Secondly, I don't see the use of it. What it currently does is in Module::Build

  • Make file copying quiet
  • Make fake installing quiet
  • Make ExtUtils::CBuilder quiet
  • Disable some informational output (e.g. "Building $distname\n"), unless verbose is also set.

It's not affecting TAP::Harness, despite that having lots of quietness levels.

I've often wanted a build to be more verbose, but I never wanted it to be more quiet. Maybe because CPAN clients can already make it quiet for me.

Verbose option argument

Module::Build accepts just about any argument convention under the rainbow in an unpleasantly heuristic and opportunistic manner.

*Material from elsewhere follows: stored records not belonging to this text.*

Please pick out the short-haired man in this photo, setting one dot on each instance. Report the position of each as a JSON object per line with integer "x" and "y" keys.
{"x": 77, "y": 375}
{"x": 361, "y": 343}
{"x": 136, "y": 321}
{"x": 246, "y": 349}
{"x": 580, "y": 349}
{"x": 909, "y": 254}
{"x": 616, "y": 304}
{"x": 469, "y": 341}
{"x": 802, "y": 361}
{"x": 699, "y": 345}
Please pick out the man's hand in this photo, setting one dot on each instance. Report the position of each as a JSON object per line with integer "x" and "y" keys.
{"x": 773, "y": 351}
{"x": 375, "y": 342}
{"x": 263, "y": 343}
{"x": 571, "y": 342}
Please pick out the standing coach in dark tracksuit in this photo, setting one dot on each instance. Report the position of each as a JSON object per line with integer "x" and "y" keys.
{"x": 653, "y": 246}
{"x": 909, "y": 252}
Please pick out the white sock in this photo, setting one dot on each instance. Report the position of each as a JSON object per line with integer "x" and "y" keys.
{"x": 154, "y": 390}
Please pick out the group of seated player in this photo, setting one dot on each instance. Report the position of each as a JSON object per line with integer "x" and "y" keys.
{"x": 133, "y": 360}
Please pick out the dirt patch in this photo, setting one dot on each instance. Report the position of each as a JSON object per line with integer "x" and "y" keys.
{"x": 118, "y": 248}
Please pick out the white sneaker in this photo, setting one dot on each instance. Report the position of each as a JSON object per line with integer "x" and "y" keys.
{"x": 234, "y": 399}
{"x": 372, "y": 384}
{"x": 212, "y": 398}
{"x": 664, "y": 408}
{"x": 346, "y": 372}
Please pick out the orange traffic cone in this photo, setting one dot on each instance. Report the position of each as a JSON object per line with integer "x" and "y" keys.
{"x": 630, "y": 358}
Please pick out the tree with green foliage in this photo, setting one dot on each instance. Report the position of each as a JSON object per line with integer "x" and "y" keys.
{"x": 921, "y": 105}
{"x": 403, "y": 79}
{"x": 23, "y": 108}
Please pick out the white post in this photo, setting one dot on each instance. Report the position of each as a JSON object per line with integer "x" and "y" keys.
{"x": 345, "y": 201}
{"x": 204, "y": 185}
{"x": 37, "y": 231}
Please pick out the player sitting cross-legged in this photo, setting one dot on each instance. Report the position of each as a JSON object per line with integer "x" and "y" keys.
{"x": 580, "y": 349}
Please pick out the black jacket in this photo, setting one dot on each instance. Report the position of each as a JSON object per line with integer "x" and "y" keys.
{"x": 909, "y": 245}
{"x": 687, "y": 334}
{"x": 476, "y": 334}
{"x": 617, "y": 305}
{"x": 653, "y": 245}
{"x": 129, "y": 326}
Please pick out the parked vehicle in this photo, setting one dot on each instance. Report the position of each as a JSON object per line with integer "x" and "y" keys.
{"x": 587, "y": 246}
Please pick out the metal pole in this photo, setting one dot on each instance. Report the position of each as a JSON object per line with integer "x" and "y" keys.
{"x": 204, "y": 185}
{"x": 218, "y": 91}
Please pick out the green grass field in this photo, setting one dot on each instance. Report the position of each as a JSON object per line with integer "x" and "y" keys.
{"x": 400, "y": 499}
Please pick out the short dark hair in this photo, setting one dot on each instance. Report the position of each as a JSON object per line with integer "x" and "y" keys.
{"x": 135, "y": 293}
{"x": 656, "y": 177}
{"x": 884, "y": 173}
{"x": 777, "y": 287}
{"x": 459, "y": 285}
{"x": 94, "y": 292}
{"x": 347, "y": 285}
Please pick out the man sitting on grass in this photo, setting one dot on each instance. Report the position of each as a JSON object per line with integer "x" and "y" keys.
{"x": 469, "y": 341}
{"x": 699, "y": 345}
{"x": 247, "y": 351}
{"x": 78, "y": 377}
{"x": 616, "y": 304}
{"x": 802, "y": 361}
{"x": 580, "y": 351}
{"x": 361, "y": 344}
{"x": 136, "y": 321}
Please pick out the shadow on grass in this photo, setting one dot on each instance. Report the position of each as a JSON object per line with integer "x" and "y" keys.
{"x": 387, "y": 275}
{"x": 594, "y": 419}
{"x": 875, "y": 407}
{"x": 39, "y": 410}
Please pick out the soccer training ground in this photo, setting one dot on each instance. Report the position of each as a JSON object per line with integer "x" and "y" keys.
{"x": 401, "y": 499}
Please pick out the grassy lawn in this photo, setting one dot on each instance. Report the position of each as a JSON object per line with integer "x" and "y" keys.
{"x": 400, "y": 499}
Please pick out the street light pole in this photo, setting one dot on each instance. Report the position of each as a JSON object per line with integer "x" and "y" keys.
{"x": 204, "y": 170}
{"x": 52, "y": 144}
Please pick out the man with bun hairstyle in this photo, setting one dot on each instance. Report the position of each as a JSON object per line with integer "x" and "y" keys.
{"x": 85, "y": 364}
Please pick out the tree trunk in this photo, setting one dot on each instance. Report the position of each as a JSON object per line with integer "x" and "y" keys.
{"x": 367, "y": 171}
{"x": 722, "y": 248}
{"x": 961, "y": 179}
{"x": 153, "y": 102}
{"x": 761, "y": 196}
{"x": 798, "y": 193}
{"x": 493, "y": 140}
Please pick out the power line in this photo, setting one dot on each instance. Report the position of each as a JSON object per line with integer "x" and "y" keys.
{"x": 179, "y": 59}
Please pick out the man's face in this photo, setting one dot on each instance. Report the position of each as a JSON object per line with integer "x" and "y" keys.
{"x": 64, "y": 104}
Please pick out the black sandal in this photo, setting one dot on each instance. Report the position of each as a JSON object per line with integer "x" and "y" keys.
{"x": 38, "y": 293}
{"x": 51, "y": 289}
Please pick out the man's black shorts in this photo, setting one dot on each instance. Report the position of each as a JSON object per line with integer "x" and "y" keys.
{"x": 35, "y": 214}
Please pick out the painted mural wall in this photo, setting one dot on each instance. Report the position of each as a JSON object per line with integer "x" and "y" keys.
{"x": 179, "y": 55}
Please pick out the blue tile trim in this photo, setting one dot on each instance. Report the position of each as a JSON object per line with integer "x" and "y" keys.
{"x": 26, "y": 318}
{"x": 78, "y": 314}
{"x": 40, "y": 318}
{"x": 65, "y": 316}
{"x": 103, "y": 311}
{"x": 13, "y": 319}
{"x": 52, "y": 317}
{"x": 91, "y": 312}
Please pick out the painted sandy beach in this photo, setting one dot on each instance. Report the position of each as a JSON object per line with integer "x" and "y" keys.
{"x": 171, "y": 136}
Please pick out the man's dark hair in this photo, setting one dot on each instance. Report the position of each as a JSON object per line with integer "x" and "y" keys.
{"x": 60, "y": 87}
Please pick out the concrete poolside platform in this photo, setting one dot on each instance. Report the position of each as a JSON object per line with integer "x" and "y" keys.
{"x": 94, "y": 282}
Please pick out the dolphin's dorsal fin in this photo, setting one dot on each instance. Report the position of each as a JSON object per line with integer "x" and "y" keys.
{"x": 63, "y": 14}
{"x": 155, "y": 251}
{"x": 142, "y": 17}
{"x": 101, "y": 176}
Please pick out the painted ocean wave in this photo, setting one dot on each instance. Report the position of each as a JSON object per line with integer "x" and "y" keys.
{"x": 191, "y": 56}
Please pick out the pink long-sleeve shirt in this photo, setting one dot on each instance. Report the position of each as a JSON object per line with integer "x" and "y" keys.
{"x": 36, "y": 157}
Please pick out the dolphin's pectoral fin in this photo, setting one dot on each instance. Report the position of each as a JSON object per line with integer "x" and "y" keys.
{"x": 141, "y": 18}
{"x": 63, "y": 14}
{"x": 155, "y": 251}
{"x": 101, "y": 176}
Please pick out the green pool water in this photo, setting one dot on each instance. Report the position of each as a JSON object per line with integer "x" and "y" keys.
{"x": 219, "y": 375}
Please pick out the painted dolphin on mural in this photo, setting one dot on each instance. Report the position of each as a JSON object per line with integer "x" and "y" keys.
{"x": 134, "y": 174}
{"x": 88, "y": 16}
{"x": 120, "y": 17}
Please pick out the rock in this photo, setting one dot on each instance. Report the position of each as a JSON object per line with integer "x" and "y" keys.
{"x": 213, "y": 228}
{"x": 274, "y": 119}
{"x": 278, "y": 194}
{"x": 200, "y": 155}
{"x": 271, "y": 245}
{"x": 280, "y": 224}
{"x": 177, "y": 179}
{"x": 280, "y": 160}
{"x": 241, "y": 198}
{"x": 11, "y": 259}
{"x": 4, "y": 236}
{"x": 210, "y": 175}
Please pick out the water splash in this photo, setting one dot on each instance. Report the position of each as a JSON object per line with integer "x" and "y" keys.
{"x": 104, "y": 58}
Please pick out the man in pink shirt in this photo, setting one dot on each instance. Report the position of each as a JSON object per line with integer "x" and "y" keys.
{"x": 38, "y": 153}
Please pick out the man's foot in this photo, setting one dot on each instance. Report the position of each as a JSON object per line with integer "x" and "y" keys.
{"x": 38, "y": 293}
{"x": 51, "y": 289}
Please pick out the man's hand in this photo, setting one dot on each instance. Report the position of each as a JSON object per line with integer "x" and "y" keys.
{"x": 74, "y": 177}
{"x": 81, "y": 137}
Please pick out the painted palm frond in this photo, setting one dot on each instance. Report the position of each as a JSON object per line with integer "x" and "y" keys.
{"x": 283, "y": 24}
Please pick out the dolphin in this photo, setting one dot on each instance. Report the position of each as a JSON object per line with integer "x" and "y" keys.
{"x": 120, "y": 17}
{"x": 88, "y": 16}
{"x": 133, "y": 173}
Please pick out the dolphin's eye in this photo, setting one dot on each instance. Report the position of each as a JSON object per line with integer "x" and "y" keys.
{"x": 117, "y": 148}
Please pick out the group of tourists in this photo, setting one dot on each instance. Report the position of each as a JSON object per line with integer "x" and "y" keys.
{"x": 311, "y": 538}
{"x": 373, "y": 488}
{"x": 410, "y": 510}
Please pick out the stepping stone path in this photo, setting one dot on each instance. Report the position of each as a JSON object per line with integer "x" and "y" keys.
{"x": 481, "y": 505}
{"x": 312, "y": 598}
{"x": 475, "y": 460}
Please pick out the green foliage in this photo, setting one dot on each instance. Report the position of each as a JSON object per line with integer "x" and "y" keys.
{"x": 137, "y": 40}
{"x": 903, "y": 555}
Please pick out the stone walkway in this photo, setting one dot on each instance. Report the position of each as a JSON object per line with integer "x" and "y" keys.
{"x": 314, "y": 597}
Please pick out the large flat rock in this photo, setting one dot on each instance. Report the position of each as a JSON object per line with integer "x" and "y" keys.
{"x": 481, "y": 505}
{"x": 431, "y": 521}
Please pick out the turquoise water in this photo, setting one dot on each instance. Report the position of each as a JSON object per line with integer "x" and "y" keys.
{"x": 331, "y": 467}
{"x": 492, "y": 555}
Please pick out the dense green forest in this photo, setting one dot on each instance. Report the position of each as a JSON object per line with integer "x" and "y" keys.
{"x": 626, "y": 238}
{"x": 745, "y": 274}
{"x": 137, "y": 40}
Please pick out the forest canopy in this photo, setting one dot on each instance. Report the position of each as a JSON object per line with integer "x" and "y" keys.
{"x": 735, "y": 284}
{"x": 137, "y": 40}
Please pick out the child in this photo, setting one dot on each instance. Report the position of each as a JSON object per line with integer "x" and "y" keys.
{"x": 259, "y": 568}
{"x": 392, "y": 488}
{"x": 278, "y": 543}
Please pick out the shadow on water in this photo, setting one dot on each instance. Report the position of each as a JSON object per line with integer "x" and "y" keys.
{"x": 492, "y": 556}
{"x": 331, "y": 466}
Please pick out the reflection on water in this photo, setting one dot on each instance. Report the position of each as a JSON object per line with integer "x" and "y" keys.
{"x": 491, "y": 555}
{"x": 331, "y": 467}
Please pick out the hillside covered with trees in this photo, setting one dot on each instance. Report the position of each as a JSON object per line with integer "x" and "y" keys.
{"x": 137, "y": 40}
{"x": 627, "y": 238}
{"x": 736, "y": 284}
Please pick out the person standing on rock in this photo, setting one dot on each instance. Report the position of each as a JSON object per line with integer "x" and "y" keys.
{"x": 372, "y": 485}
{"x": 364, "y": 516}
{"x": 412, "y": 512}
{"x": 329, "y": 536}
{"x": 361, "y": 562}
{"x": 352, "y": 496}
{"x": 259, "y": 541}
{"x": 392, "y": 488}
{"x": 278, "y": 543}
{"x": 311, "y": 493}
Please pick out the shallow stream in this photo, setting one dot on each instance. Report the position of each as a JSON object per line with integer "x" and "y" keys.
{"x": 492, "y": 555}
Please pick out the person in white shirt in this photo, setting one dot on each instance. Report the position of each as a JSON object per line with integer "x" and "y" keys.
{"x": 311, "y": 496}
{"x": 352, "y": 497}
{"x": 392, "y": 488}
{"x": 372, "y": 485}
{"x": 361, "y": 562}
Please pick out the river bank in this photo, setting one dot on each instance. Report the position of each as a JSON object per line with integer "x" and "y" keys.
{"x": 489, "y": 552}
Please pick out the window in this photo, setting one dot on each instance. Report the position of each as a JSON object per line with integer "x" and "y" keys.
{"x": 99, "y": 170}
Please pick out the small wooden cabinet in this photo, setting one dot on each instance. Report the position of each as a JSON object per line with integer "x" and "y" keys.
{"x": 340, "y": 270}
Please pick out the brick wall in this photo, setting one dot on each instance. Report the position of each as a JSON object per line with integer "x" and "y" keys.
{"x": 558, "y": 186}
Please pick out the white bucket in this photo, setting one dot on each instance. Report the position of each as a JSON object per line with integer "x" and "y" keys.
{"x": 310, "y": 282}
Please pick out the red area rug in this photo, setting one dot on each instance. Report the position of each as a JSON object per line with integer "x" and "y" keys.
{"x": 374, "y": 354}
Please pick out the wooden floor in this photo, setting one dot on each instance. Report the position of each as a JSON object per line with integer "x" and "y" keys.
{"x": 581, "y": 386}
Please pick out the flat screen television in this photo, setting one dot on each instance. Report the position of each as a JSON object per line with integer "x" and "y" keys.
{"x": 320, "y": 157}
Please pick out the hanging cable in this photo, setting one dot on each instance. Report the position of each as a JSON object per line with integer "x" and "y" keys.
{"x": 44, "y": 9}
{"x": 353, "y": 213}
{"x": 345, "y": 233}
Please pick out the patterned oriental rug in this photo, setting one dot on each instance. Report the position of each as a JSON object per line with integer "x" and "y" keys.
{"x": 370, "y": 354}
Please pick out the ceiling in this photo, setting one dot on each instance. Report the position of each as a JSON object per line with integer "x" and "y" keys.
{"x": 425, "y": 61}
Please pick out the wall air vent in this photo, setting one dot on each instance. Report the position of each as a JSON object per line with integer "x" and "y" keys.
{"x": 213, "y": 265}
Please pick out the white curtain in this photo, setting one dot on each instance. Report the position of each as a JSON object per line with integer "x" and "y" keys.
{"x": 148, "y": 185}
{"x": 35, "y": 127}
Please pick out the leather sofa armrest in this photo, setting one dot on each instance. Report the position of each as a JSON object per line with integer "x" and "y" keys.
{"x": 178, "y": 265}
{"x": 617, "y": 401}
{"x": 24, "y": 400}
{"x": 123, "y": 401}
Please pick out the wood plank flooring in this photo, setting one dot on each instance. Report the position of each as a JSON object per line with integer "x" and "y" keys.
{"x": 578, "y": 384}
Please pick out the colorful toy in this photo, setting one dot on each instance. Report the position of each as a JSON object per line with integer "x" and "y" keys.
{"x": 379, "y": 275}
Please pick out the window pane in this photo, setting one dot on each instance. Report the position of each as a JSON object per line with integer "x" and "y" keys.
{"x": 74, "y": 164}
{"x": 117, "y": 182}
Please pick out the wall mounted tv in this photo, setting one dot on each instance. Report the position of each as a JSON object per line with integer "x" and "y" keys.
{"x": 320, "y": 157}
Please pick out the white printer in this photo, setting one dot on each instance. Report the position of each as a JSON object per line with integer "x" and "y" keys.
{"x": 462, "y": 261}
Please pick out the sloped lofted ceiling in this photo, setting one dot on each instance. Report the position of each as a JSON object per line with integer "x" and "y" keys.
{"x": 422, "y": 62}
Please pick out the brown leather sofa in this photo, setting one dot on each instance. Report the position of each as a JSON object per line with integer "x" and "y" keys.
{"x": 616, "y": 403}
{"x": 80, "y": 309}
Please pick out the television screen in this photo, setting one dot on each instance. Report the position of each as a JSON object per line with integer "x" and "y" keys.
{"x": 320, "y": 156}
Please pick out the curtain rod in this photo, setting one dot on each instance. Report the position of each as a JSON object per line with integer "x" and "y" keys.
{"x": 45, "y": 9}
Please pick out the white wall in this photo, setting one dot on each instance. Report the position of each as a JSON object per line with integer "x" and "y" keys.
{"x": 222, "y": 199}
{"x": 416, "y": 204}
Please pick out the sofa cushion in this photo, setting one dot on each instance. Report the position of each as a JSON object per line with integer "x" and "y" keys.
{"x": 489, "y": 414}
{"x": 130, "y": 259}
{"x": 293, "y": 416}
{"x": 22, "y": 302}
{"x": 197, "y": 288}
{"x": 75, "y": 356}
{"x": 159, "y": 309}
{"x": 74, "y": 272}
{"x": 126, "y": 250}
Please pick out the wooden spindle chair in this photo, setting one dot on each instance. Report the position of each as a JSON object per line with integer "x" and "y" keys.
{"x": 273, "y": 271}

To be more precise it will accept any of:

  1. verbose=1
  2. --verbose
  3. --verbose 1
  4. --verbose=1
  5. --no-verbose
  6. --noverbose
  7. --no_verbose

Getopt::Long (and other parsers AFAIK) can only parse some of those, in three different ways but never more than half at the same time.

  1. As a boolean option (verbose!) it can parse 2, 5 and 6
  2. As an integer option with mandatory argument (verbose=i) it can parse 3 and 4
  3. As an integer option with an optional argument (verbose:1) it can parse 2, 3 and 4

Module::Build::Tiny does the last possibility currently, which I consider the most backwards compatible option as it makes the common styles 2 and 3 DWIM. Other than style 1 (which we don't support anyway), I don't think I've seen any of the others in the wild (5-7 would be silly anyway).

--create_packlist

Module::Build and Module::Build::Tiny has a create_packlist option that defaults to true. This allows vendors to skip on the packlist, which a lot of packagers prefer to do.

Should we support that in the spec? Should we have something more high level? Do we even know what we need here?

--fake and --pure

Module::Build currently has two extra install actions: fake_install and pure_install.

The former is of somewhat limited use IMO unless you're writing a build system, but ExtUtils::Install has explicit support for it in the form of the dry_run argument.

The latter is more useful, as it guarantees that no perllocal is written. Currently in M::B, it's synonymous to install, though I'd like to change that in the future.

That said, this system is not scalable. Obviously, you can't combine fake and pure this way, and if we implement the install database we discussed in Lancaster this problem will only become worse.

Therefor, I propose we'll use flag arguments instead. e.g. ./Build install --fake --pure. That way we'll have plenty of space to grow in the future.

--jobs?

We live in a multi-core world. I'd like Build.PL to enable that in a sane way. Therefor I suggest we add a --jobs argument. This would be suggestion for the build tool to use a certain number of processes/threads when doing its job, similar to make -j.

Adding support for this in the testing phase is fairly easy (in both Module::Build and Module::Build::Tiny), and a future implementation may also implement it for other phases.

--config

Should we add --config to the spec. This provides an escape-hatch to tweak various things, such the compilation process.

clean and realclean?

Should we specify the clean and realclean actions? They are useful, and some packagers (including debian) are (weakly?) depending on them. They shouldn't be too hard to define either.